The borders of the shadow turned out to be very rigid and also stepped. But there is a way how to get an acceptable result without using supersampling , this is using smoothed borders. To do this, slightly change the scheme. The corners of the polygons at the intersection of the tangent to the circle will make transparent.

The result is better, but it still looks unnatural.

Add a little smoothing of the circle to give softness, and also change the form of the gradient from linear to power.
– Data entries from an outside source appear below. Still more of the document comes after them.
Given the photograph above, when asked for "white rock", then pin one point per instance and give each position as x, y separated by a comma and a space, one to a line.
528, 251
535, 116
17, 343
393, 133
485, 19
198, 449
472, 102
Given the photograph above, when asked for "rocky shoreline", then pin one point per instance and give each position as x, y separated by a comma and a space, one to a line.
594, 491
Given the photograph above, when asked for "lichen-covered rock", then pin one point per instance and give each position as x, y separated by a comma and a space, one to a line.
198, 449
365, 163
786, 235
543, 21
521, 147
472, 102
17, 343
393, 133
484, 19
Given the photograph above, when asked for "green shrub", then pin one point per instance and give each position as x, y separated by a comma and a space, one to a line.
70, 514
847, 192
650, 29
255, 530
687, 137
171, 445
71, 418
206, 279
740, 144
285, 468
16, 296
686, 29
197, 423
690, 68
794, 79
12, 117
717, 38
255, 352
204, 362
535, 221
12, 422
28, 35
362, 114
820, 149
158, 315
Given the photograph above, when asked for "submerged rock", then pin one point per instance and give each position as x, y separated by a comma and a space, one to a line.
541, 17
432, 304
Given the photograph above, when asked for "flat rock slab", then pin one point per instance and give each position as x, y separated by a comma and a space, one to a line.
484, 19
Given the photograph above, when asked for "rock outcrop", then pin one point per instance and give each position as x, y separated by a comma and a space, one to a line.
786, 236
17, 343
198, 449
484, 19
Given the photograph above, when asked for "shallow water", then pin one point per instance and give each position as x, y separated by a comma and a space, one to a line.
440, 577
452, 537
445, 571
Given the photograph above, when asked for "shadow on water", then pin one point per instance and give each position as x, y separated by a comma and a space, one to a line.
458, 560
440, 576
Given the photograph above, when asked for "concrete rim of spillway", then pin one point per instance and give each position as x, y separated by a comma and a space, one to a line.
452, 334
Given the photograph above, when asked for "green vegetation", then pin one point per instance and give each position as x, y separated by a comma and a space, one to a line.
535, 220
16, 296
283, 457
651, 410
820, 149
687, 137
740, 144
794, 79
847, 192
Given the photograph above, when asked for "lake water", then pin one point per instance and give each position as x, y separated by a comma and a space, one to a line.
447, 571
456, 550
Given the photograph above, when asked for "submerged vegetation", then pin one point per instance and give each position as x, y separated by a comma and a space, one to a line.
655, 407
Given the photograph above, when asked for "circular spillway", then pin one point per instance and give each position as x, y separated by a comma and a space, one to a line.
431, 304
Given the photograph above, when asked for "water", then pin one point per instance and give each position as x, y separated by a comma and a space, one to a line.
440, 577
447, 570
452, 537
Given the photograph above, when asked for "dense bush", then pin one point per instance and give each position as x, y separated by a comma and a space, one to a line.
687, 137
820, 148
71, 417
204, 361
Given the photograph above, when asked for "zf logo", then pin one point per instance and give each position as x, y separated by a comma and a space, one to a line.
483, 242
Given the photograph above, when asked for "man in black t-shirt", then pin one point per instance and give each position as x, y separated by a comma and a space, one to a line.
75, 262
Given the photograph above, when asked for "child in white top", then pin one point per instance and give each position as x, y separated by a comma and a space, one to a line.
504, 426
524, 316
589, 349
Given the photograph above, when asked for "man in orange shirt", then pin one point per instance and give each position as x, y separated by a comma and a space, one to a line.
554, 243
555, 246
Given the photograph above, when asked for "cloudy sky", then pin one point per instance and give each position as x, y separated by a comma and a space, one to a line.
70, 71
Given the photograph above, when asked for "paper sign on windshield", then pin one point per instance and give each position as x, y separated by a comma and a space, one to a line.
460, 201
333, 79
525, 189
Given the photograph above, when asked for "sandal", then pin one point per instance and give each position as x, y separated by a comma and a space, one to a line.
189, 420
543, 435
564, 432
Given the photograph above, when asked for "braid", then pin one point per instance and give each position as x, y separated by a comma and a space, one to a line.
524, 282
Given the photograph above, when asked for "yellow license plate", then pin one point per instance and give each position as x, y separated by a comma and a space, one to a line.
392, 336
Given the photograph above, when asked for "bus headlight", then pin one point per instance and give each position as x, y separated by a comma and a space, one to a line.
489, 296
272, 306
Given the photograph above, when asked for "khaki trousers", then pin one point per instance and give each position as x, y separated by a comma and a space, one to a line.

It is an acceptable result.

And in the end we will add objects imitating obstacles to the form.

**Shader code**

`// Вершинный шейдер`

#version 330 core

layout (location = 0) in vec2 aVertexPosition;

void main(void) {

gl_Position = vec4(aVertexPosition.xy, 0, 1.0);

}

// Шейдер геометрии

#version 330 core

layout (points) in;

layout (triangle_strip, max_vertices = 5) out;

uniform mat4 uModelViewMatrix;

uniform float uRadius;

uniform vec2 uHeroPoint;

out float fTransparency;

out vec2 vCenter;

void main(){

vCenter = gl_in[0].gl_Position.xy;

vec2 d = uHeroPoint - vCenter;

float l = length(d);

float i = uRadius / l;

float ii = i*i;

float ij = i * sqrt(1 - ii);

vec2 p1 = vec2(vCenter.x + d.x*ii - d.y*ij , vCenter.y + d.x*ij + d.y*ii);

vec2 p2 = vec2(vCenter.x + d.x*ii + d.y*ij , vCenter.y - d.x*ij + d.y*ii);

d = uHeroPoint - p1;

vec2 p3 = vec2(p1 - d/length(d)*1000000);

d = uHeroPoint - p2;

vec2 p4 = vec2(p2 - d/length(d)*1000000);

fTransparency = 0;

gl_Position = uModelViewMatrix * vec4(p1, 0, 1);

EmitVertex();

fTransparency = 1;

gl_Position = uModelViewMatrix * vec4(p3, 0, 1);

EmitVertex();

gl_Position = uModelViewMatrix * vec4(vCenter, 0, 1);

EmitVertex();

gl_Position = uModelViewMatrix * vec4(p4, 0, 1);

EmitVertex();

fTransparency = 0;

gl_Position = uModelViewMatrix * vec4(p2, 0, 1);

EmitVertex();

EndPrimitive();

}

// Фрагментный шейдер

#version 330 core

precision mediump float;

varying float fTransparency;

varying vec2 vCenter;

uniform float uRadius;

uniform vec2 uScreenHalfSize;

uniform float uShadowTransparency;

uniform float uShadowSmoothness;

out vec4 FragColor;

void main(){

float l = distance(vec2((gl_FragCoord.xy - uScreenHalfSize.xy)/uScreenHalfSize.y), vCenter.xy);

if (l
else {FragColor = vec4(0, 0, 0, min(pow(fTransparency, uShadowSmoothness), (l-uRadius)/uRadius*10)*uShadowTransparency);}

}

I hope it was informative,

your humble servant, tormentor of pixels, Rebuilder.

I am enclosing a small demo . (EXE Windows)

PS The title of the article contains an easter egg , a reference to the Siala Chronicles trilogy . An excellent work in the styles of fantasy, about the misfortunes of the horns, from Alexei Pekhov.